Partitions in the log serve several purposes. First, they allow the log to scale beyond what will fit on a single server. Each individual partition must fit on the servers that host it, but a topic can have many partitions, so it can handle an arbitrary amount of data. Second, they act as the unit of parallelism - more on that later.

1.3 Distribution

Multiple partitions of a topic are distributed across multiple servers in a Kafka cluster. Each server (Kafka instance) is responsible for the read and write operations of the partitions. Additionally, Kafka can be configured to have a certain number of replicas for each partition. Each partition will be replicated on multiple machines to improve availability.

Based on the replicated scheme, it means that scheduling needs to be done for multiple replicas. Each partition has a server designated as the “leader”. The leader is responsible for all the read and write operations. If the leader fails, another follower will take over as the new leader. The follower simply follows the leader monotonically and synchronizes messages. As a result, the server acting as the leader bears the entire request load. Therefore, from the perspective of the overall cluster, the number of partitions corresponds to the number of “leaders”. Kafka evenly distributes the “leaders” across each instance to ensure overall performance stability.

1.4 Producers and Consumers

1.4.1 Producers

Producers publish data to specified topics. The producer can also determine which partition the message belongs to, using methods like “round-robin” or other algorithms.

1.4.2 Consumers

Kafka supports only topics. Each consumer belongs to a consumer group, and each group can have multiple consumers. Messages sent to a topic will be consumed by only one consumer in each group.
If all consumer instances have the same consumer group, records will be effectively load balanced across the consumer instances.
If all consumer instances have different consumer groups, each record will be broadcasted to all consumer processes.

homepage-banner

Analysis: Two servers hosting a Kafka cluster with four partitions (P0-P3) and two consumer groups. Consumer group A has two consumer instances, while group B has four consumer instances.

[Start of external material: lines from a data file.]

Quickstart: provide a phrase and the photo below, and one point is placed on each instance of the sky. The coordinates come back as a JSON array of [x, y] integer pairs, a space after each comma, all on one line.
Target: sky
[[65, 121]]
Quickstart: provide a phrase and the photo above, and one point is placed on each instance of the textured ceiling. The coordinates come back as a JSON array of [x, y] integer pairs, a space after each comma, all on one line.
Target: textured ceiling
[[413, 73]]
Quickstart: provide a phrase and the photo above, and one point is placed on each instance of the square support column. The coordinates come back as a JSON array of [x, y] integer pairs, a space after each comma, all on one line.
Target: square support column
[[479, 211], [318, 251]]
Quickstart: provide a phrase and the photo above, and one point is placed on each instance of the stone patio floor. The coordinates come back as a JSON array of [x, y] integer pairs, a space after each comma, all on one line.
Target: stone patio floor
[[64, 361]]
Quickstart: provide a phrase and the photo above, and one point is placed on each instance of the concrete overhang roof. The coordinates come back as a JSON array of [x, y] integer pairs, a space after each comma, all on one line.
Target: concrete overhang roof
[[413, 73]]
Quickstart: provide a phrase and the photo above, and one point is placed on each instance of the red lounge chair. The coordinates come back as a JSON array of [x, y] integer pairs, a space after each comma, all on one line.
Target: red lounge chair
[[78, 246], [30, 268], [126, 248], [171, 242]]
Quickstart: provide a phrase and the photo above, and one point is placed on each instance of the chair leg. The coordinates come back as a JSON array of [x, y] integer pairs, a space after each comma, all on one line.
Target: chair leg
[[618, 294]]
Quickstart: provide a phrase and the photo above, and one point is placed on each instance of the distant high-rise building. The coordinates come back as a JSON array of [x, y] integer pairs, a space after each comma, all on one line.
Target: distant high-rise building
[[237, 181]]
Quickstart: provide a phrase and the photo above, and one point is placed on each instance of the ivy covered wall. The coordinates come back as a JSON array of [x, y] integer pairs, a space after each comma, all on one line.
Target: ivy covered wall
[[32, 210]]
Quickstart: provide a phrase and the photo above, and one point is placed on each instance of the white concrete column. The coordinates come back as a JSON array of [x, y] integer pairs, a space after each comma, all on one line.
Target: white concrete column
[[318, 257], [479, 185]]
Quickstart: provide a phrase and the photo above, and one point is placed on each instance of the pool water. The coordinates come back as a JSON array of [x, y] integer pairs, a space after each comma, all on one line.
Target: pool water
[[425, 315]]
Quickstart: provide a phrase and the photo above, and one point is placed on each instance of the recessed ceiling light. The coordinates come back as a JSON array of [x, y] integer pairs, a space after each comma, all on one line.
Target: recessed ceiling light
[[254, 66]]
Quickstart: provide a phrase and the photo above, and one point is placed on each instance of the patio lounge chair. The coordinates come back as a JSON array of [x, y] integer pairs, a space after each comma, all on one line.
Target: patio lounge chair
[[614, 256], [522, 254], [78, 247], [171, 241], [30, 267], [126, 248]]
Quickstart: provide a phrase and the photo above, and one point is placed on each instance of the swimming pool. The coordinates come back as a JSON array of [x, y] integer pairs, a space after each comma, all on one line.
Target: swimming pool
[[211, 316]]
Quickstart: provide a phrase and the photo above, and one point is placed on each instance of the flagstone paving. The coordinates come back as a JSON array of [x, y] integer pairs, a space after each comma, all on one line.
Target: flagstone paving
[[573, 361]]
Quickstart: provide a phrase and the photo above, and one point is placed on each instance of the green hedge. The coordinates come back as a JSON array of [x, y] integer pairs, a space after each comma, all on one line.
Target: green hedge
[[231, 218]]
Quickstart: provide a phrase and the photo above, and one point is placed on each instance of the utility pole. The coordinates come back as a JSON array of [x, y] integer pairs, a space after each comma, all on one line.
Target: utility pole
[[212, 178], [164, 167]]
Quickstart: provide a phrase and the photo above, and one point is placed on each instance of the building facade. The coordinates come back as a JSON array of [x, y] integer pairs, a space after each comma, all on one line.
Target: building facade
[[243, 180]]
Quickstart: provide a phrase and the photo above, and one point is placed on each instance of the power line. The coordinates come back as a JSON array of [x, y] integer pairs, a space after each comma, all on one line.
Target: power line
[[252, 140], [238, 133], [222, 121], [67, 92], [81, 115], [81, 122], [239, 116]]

The way consumption is implemented in Kafka is by dividing the partitions in the log across consumer instances, so that each instance has exclusive consumption of a “fair share” of partitions at any given time. The process of maintaining membership within a group is handled dynamically by the Kafka protocol. If new instances join the group, they will take over some partitions from other members of the group; if an instance dies, its partitions will be redistributed to the remaining instances.

Kafka provides only total order of records within a partition, not across different partitions in a topic. For most applications, the ability to order records within a partition combined with the ability to partition data by key is sufficient. However, if you need total order of records, you can achieve it by using a topic with only one partition, but this would mean that each consumer group has only one consumer process.

1.5 Ensuring Kafka for Consumers

Messages sent to partitions will be appended to the log in the order they are received. This means that if record M1 is sent by a producer that also sends record M2, and M1 is sent first, then M1 will have a lower offset and appear earlier in the log than M2.
Consumer instances view records in the order they are stored in the log. For consumers, the order in which they consume messages is consistent with the order of messages in the log.
If the “replicationfactor” of a topic is N, then N-1 Kafka instances can fail without losing any records that were committed to the log.

1.6 Kafka as a Messaging System

How does Kafka’s stream concept compare to traditional enterprise messaging systems?

(1) Traditional Messaging Systems

Traditionally, there are two models for messaging: queuing and publish-subscribe. In queuing, a consumer pool can read from the server and each record goes to one of them; in publish-subscribe, records are broadcasted to all consumers. Each of these models has its advantages and disadvantages. The advantage of queuing is that it allows you to partition data processing across multiple consumer instances, enabling scalability. Unfortunately, once a process reads data, it is gone from the queue, making it not multi-user. Publish-subscribe allows you to broadcast data to multiple processes, but because each message is sent to every subscriber, it doesn’t scale for processing.

Kafka’s concept of consumer groups encompasses these two concepts. Like queues, consumer groups allow you to partition processing into a group of processes (members of the consumer group). And like publish-subscribe, Kafka allows you to broadcast messages to multiple consumer groups.

(2) Advantages of Kafka

The advantage of Kafka’s model is that every topic has these properties - it can scale for processing and it’s also multi-user - no need to choose one.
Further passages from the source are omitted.